Given Data / Assumptions:

  • Target span is roughly −20 °C to 300 °C.
  • Instruments listed: mercury-in-glass, vapor-pressure thermometer, and resistance thermometer (RTD).
  • We assume standard, commonly available industrial or lab-grade devices.


Concept / Approach:
Mercury-in-glass thermometers commonly cover from about −39 °C to roughly 357 °C (boiling point of mercury), with many commercial scales spanning −20 to 300 °C comfortably. Vapor-pressure thermometers have ranges that depend on the fill fluid; some ranges may not simultaneously cover −20 to 300 °C without changing bulbs/fills. RTDs can indeed cover this span, but the question aims at a single, conventional instrument “from the list” that is routinely available pre-scaled for −20 to 300 °C—this is very typical for mercury-in-glass devices.



Step-by-Step Solution:

Check standard mercury ranges: include −20 to 300 °C scales.Note vapor-pressure ranges are fluid-specific and may not cover both ends in one fill.Recognize RTDs can measure this span but are not a single “glass thermometer” style; choose the most standard fit: mercury in glass.

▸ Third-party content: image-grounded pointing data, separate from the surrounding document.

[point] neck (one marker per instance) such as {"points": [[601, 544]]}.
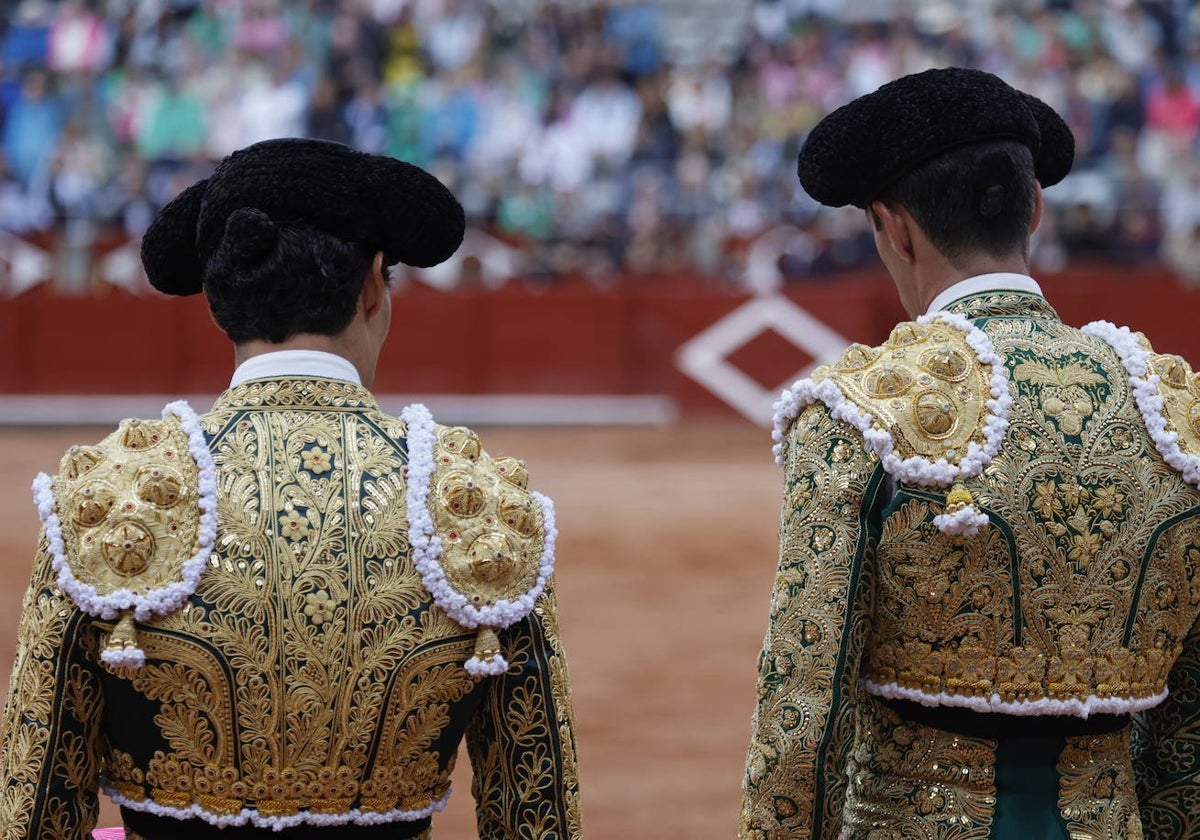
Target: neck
{"points": [[307, 341], [942, 275]]}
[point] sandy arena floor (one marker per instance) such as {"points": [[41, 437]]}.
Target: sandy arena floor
{"points": [[665, 561]]}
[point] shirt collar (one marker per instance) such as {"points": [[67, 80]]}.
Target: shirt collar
{"points": [[295, 364], [981, 283]]}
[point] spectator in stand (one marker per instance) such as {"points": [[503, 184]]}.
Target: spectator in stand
{"points": [[22, 210], [31, 127], [564, 91]]}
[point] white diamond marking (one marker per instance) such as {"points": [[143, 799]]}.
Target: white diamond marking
{"points": [[705, 357]]}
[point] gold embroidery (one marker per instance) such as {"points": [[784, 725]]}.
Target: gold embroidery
{"points": [[1073, 505], [1180, 389], [909, 780], [1097, 795], [311, 671], [129, 508], [490, 526], [795, 783], [526, 709], [925, 385], [52, 718]]}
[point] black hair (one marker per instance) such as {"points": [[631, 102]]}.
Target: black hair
{"points": [[271, 281], [973, 199]]}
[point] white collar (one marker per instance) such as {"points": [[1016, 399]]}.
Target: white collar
{"points": [[984, 282], [295, 364]]}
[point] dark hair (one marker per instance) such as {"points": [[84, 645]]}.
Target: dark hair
{"points": [[271, 281], [972, 199]]}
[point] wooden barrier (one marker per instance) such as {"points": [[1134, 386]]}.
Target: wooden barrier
{"points": [[564, 339]]}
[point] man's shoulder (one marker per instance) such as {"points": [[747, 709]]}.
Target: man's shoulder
{"points": [[928, 401], [131, 520], [483, 541]]}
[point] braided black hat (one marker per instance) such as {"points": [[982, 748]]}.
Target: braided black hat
{"points": [[863, 148], [377, 202]]}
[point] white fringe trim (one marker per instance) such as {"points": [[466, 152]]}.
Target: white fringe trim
{"points": [[249, 816], [1073, 707], [915, 469], [965, 522], [427, 545], [156, 601], [492, 667], [1150, 402], [124, 658]]}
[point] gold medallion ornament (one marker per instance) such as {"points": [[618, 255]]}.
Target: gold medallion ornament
{"points": [[484, 544], [131, 522], [931, 403]]}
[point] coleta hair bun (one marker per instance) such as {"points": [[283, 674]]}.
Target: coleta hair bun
{"points": [[376, 202]]}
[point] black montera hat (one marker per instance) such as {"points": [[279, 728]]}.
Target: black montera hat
{"points": [[381, 203], [865, 147]]}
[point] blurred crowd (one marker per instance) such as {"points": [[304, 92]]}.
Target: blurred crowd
{"points": [[592, 137]]}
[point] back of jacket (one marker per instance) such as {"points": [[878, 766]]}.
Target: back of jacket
{"points": [[376, 589], [990, 532]]}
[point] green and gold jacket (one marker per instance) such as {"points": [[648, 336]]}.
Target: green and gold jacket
{"points": [[991, 513], [289, 612]]}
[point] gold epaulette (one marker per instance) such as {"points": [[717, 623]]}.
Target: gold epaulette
{"points": [[487, 549], [131, 522], [931, 402], [925, 387]]}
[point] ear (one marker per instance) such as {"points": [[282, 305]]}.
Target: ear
{"points": [[897, 229], [375, 288], [1037, 207]]}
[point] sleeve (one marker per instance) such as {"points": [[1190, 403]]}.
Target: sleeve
{"points": [[522, 739], [1167, 753], [803, 724], [52, 748]]}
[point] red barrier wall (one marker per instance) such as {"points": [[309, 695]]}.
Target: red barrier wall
{"points": [[563, 339]]}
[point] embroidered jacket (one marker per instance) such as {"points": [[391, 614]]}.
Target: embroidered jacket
{"points": [[287, 612], [991, 511]]}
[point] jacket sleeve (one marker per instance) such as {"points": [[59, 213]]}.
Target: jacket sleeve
{"points": [[522, 739], [803, 724], [52, 748], [1167, 751]]}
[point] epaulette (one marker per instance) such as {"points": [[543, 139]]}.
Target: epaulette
{"points": [[931, 402], [1168, 395], [130, 523], [483, 544]]}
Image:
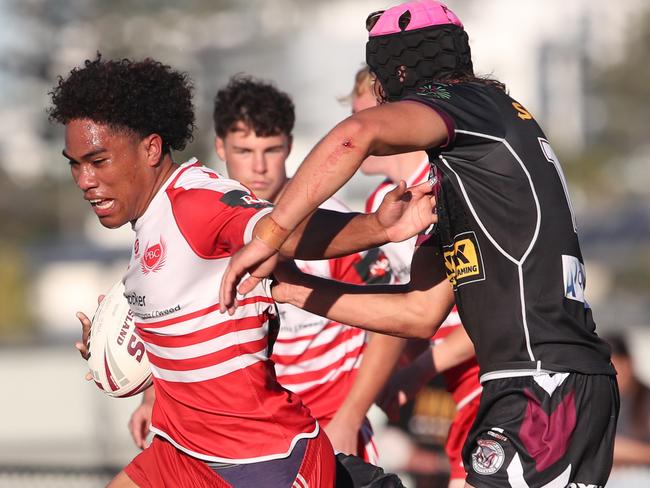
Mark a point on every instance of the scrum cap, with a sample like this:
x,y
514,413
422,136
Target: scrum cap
x,y
415,43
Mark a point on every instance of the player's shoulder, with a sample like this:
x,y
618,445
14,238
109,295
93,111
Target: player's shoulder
x,y
195,175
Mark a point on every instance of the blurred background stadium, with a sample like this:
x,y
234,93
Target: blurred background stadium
x,y
581,67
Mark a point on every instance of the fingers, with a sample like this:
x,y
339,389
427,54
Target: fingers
x,y
402,398
248,284
396,193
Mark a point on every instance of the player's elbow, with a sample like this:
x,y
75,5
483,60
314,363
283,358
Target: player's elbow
x,y
414,325
354,134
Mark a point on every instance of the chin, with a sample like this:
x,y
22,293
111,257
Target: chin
x,y
112,223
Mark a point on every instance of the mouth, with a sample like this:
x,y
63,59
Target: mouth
x,y
102,206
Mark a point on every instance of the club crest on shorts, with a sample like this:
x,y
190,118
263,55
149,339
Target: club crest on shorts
x,y
488,457
153,258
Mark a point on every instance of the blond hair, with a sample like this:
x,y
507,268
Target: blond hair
x,y
363,81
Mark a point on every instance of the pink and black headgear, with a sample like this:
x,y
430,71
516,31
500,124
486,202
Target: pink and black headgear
x,y
415,43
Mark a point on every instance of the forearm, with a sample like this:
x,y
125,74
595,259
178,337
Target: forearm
x,y
629,451
455,349
379,360
149,395
329,165
328,234
386,309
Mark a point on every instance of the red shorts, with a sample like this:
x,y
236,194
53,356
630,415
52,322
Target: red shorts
x,y
162,465
458,430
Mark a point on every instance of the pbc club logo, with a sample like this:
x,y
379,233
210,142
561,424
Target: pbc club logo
x,y
488,457
463,260
239,198
153,258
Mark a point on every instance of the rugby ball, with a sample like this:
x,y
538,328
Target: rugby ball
x,y
117,360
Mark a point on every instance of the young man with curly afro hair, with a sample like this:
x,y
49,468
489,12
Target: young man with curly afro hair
x,y
220,417
328,364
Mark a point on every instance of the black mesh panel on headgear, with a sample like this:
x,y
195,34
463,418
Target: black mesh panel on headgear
x,y
405,60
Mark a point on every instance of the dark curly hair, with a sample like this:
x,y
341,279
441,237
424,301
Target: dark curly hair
x,y
257,104
143,97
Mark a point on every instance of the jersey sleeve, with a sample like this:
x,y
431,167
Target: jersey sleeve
x,y
466,107
217,224
369,268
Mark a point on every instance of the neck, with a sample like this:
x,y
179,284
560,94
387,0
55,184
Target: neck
x,y
166,167
402,166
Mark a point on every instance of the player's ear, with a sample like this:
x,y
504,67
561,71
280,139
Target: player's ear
x,y
153,146
289,144
220,146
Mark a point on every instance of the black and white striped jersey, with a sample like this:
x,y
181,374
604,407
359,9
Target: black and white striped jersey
x,y
509,237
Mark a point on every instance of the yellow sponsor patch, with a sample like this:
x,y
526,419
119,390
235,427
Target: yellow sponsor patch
x,y
463,260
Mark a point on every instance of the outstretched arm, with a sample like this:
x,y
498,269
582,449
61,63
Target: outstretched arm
x,y
388,129
384,130
413,310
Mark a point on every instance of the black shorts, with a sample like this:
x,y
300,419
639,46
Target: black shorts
x,y
548,429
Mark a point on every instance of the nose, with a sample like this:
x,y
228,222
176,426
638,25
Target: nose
x,y
259,162
84,176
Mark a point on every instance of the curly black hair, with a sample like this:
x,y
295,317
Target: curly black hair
x,y
143,97
257,104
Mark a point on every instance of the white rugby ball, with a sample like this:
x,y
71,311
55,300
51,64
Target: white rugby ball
x,y
117,361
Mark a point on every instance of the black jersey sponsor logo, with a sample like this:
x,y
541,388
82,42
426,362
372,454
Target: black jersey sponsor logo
x,y
434,90
240,198
463,260
522,113
488,457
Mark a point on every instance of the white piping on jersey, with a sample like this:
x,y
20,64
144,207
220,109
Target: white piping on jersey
x,y
181,326
250,226
300,482
210,372
468,398
514,373
217,459
210,346
521,261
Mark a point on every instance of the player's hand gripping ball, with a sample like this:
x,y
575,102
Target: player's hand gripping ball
x,y
117,360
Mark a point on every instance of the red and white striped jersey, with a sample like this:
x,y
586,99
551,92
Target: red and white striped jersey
x,y
217,396
461,381
314,356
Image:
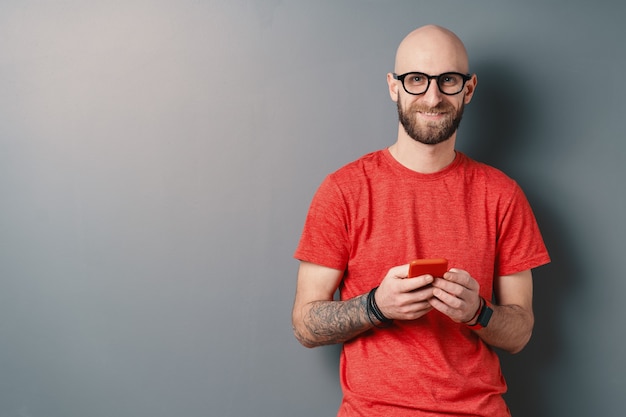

Verification / Alternative check:
Supplier catalogs show many mercury thermometers directly spanning −20 to 300 °C with appropriate capillary and scale design.


Why Other Options Are Wrong:

  • Vapor pressure thermometer: Range depends on fill; a single instrument may not span −20 to 300 °C.
  • Resistance thermometer: Technically capable, but the question context favors a traditional, self-contained thermometer; the mercury device is the canonical match.
  • None of these: Incorrect because mercury-in-glass fits well.


Common Pitfalls:
Confusing “can be designed to measure” with “commonly supplied in a single off-the-shelf range.”